Public participation in the judiciary is essential for promoting transparency, accountability, and legitimacy. It empowers citizens to hold judges accountable, instills trust in the legal system, and guarantees the inclusion of diverse perspectives.

To enhance public participation and the monitoring of court processes, the Georgia Court Watch, with support from the USAID Rule of Law Program, enlisted the efforts of 76 volunteers across Georgia. Over a period of 10 months, these volunteers attended 1,341 court proceedings and meticulously documented their observations in a comprehensive report. On September 27, the Georgia Court Watch, with support from the USAID Rule of Law Program, unveiled the findings of a report. The event commenced with opening remarks from Rusudan Tabatadze, the Rule of Law Project Management Specialist, Democracy, Rights and Governance Office USAID/Caucasus, and Nazi Janezashvili, Director of Court Watch.

"The report encompass both the court's administrative operations and procedural justice, which directly impact transparency and accountability. Among these issues were delayed commencement of court sessions, session postponements due to technical glitches or organizational matters, less-than-optimal clarity in court processes, and verdicts/decisions that were not easily comprehensible to citizens," observed Nazi Janezashvili, Director of Georgia's Court Watch.

The organization's legal analyst, Megi Shamatava, presented the findings of the volunteers' observations to the participants and highlighted that "most judges attentively listened to the parties and explained legal jargon in language accessible to all parties involved." Nevertheless, there were instances where judges were inadequately informed and unprepared for the case at hand. Although judges generally adhered to ethical norms and engaged constructively with courtroom attendees, there were isolated occurrences of judges displaying rudeness or adopting an aggressive stance towards the parties involved.
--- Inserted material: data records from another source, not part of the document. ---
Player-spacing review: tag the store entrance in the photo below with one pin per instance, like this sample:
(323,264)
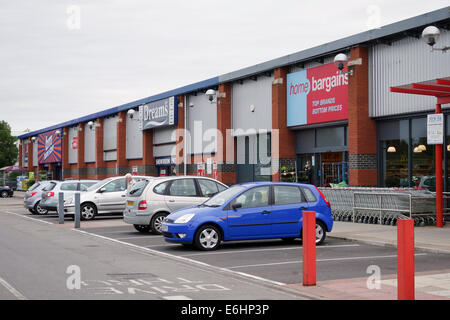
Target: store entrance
(322,169)
(334,169)
(164,171)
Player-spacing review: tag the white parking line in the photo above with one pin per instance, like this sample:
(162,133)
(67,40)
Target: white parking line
(168,255)
(163,245)
(176,298)
(135,237)
(29,218)
(11,289)
(318,260)
(267,249)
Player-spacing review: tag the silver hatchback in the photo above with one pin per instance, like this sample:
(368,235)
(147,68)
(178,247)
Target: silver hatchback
(68,188)
(149,202)
(32,198)
(105,197)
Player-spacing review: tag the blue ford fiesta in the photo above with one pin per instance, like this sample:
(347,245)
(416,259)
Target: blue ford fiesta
(259,210)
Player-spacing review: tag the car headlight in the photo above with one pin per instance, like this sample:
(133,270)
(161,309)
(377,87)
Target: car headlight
(185,219)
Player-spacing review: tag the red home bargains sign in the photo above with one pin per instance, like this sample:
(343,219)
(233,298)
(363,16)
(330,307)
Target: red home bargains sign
(315,95)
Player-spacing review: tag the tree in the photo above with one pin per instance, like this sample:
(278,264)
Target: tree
(8,150)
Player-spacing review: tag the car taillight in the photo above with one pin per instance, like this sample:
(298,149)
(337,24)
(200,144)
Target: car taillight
(142,205)
(323,197)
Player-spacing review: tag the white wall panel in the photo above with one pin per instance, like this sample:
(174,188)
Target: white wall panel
(73,153)
(251,92)
(110,138)
(134,138)
(90,143)
(202,124)
(403,62)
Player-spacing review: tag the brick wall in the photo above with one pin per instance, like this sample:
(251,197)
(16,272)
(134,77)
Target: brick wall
(284,140)
(362,133)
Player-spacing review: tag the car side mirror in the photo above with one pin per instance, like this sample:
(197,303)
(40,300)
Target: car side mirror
(236,206)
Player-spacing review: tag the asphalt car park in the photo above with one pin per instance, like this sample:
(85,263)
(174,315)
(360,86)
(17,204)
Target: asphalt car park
(274,260)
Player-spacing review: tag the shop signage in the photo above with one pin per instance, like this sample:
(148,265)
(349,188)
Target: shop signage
(435,128)
(215,173)
(201,169)
(165,161)
(209,166)
(49,147)
(316,95)
(158,114)
(75,143)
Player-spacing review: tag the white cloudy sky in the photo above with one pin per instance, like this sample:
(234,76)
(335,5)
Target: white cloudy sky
(53,69)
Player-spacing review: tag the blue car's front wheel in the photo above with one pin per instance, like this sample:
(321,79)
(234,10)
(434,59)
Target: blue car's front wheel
(207,238)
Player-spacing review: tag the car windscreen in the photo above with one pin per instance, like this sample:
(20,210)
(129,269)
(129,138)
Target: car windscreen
(50,186)
(86,185)
(138,188)
(223,197)
(98,184)
(34,186)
Keti Gachechiladze, a legal analyst with Georgia's Court Watch, noted, "Volunteers identified the extended duration of legal proceedings and the jurisdiction surrounding sentencing as significant issues."

The report presentation drew attendance from judges, lawyers, politicians, representatives of international organizations, members of civil society, and the media. The event concluded with the recognition of volunteers who actively contributed to the monitoring of court proceedings, with certificates awarded in appreciation of their efforts.